My first disappointment of Freshman year, though, arrived just a couple of hours after arrival, when I got to my dorm room and found that Grandpa’s trunk was nowhere to be seen. After a couple of phone calls and an expensive cab ride to and from the Post Office, my roommate and I were lugging the trunk up four flights when it occurred to me that I had no clue what I had done with the key to it. We borrowed a claw hammer from our RA and pried the clasp lock off, destroying it in the process. I assumed this finally meant curtains for the trunk. ‘Don’t be foolish,’ my mother said, ‘You’ll need it to bring back your clothes, lock or no lock.’

So it was that I found myself sitting on said trunk nine months later, waiting for my father’s secretary, Pat, to come pick me up and drive me home for summer break. Dad hadn’t wanted to take a day off from work; unfortunately, the day the campus officially closed for summer wasn’t convenient for Pat to make the drive either, so I had to hang around my now-empty dorm for a couple of extra days.

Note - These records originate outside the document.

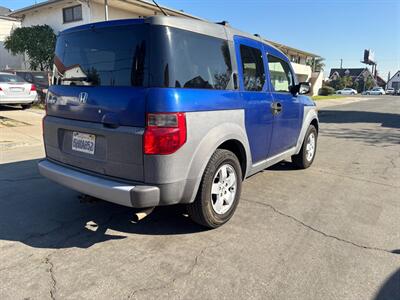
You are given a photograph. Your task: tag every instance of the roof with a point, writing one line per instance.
(284, 47)
(9, 18)
(353, 72)
(143, 3)
(150, 4)
(4, 11)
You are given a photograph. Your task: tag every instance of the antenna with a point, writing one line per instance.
(159, 7)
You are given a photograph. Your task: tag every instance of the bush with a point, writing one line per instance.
(326, 90)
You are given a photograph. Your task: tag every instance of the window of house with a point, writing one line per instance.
(72, 14)
(253, 68)
(280, 74)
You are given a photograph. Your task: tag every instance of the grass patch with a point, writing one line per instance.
(327, 97)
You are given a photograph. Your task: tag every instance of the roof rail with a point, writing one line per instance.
(223, 23)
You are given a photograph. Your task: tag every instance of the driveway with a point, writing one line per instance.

When Pat showed up she might as well have had ‘I hate having to chauffer my boss’s spoiled kid’ stenciled across her forehead. I totally understood her resentment, and I spent the first part of the ride filled with shame and embarrassment that we both had to be subjected to this. Fortunately, whatever barrier there was between us began to fall away, and we started talking about music, Watergate-era politics, and to my surprise, my father. Pat was a keen observer of human behavior and had a wicked sense of humor – quite a few jokes were told at Dad’s expense. Fortunately, despite our newfound bond and openness, she never asked if I got laid that year. Just as mercifully, at some point during the next 50 years, Grandpa’s trunk managed to disappear. I have a sneaking suspicion where I might find it though: when we cleared out the family apartment and moved Dad into an assisted living facility 10 years ago, we neglected to check the building’s basement storage room. If it is there, let it stay: I see no reason to retrieve it.